Another disease researchers are studying is salmonella, which is also associated with food-borne illnesses.
WSU assistant professor Margaret Davis has compared the genetic “fingerprints” of salmonella from humans and from cows. The most common conception of salmonella is as a food-borne disease, but those with the bovine-type infection likely got it from contact with cattle, she said.
Most U.S. ranchers take proper precautions to avoid getting salmonella from cattle, Davis said. But it’s important they know bacteria like salmonella and E. coli are in the animals’ feces, she said. She recommends gloves and protective wear to avoid fecal contamination.
While such practices are common in the United States, they aren’t followed by herdsmen in many other parts of the world.
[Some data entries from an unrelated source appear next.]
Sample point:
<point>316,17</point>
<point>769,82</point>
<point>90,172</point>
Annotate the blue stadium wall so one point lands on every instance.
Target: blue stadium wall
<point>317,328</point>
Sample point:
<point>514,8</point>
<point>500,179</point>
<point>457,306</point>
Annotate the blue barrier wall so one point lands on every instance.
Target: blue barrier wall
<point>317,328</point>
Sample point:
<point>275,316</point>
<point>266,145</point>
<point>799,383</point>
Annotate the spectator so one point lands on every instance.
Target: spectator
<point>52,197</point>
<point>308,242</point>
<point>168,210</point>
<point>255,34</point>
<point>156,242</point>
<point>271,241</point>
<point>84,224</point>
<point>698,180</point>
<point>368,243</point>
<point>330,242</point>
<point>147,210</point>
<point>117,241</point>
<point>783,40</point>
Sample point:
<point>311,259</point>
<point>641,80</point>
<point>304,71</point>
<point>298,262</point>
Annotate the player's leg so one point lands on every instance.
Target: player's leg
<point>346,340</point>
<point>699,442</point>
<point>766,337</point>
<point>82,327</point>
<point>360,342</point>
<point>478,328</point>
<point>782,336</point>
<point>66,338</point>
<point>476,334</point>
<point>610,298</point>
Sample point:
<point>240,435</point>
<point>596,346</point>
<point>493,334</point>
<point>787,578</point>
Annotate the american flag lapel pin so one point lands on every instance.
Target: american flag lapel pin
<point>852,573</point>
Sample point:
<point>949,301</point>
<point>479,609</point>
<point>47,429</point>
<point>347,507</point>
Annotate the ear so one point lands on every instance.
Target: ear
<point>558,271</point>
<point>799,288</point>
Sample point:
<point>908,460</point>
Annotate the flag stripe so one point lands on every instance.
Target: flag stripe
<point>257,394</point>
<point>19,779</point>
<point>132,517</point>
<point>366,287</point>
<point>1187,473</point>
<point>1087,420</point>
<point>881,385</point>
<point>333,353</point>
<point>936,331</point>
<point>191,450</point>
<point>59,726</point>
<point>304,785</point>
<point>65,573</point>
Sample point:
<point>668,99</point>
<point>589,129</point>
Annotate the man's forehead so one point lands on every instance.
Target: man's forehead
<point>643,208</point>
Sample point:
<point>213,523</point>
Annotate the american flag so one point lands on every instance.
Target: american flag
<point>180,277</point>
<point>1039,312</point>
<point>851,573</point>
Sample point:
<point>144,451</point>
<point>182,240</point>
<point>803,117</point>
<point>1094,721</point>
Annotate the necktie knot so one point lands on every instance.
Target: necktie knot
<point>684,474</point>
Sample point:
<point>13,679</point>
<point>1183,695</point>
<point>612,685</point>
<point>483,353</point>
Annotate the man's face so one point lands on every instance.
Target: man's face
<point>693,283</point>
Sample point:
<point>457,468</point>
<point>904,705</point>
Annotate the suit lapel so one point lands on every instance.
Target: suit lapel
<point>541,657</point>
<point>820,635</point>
For example, in some cultures the people even construct their houses using dung as a building material, Davis said.
Davis said the center will train veterinarians and others to reduce exposure to salmonella and E. coli in their home countries.
“The protections against these pathogens are things like washing your hands, cooking your food thoroughly and maintaining some separation between your livestock’s feces and yourself,” she said. “These really basic things we take for granted.”